In fact, the organisation has suggested that such treatment of rape survivors could be a violation of the UK’s Human Rights Act, in particular, the protection of “freedom from inhuman or degrading treatment” and “respect for private family life”.
Rape Crisis Scotland has said it considered the Crown Office’s prior approach to be “sufficiently nuanced” and that it had already taken account of “the complex reasons why a rape complainer may withdraw”.
The Crown Office and Procurator Fiscal Service has said that the guidance on reluctant complainers was “the subject of consultation with stakeholder organisations before it was finalised”.
A spokesperson said: “Public prosecutors have a duty to act in the public interest and, at all times, take decisions with that in mind. These decisions involve a careful assessment of all the relevant circumstances applicable to the particular case.
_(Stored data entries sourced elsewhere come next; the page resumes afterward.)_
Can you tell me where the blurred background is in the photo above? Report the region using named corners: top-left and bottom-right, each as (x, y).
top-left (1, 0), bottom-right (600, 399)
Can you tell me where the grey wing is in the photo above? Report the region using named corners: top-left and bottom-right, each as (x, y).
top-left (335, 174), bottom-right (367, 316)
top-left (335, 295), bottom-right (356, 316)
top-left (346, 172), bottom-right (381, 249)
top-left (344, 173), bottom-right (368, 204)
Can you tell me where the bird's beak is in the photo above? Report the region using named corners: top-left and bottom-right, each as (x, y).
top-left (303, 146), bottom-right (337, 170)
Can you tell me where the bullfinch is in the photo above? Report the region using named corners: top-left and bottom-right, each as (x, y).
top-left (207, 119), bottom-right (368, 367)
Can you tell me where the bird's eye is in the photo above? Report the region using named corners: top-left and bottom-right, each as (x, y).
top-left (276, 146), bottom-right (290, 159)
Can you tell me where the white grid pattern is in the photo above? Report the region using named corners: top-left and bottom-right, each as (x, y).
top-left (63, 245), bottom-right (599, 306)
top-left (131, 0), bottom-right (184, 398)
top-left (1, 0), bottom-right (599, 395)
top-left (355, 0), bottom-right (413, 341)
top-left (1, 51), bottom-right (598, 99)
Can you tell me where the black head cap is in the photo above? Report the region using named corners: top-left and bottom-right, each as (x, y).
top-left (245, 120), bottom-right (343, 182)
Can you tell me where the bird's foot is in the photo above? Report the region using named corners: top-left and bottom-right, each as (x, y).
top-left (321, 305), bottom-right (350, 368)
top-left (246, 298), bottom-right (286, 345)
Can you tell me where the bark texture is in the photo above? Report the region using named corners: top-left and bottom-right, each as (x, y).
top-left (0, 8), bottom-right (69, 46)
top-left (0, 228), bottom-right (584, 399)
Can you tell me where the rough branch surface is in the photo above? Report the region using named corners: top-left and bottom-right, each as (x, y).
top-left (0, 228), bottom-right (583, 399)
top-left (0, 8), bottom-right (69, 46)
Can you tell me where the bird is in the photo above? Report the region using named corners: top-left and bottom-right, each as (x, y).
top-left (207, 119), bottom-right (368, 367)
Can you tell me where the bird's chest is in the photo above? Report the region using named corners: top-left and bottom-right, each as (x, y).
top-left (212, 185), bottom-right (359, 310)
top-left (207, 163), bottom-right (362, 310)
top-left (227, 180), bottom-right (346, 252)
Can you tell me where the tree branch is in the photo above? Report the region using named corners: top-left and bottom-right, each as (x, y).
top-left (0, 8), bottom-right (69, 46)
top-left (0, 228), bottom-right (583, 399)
“Where they can do so, prosecutors have a responsibility to hold the perpetrators of serious sexual offences to account, and to seek to protect the public from dangerous offenders.
“In sexual offence cases, the attitude of the complainer will always be a very significant factor in making decisions on prosecution and may often justify not proceeding further with the case. However, circumstances vary greatly and it would not be appropriate to lay down a rule that proceedings can never be taken if the complainer is reluctant.
“The new guidance will make sure that if the complainer is reluctant, the reasons for this will be fully explored and all reasonable steps taken to re-engage the complainer before a decision is taken about the case.”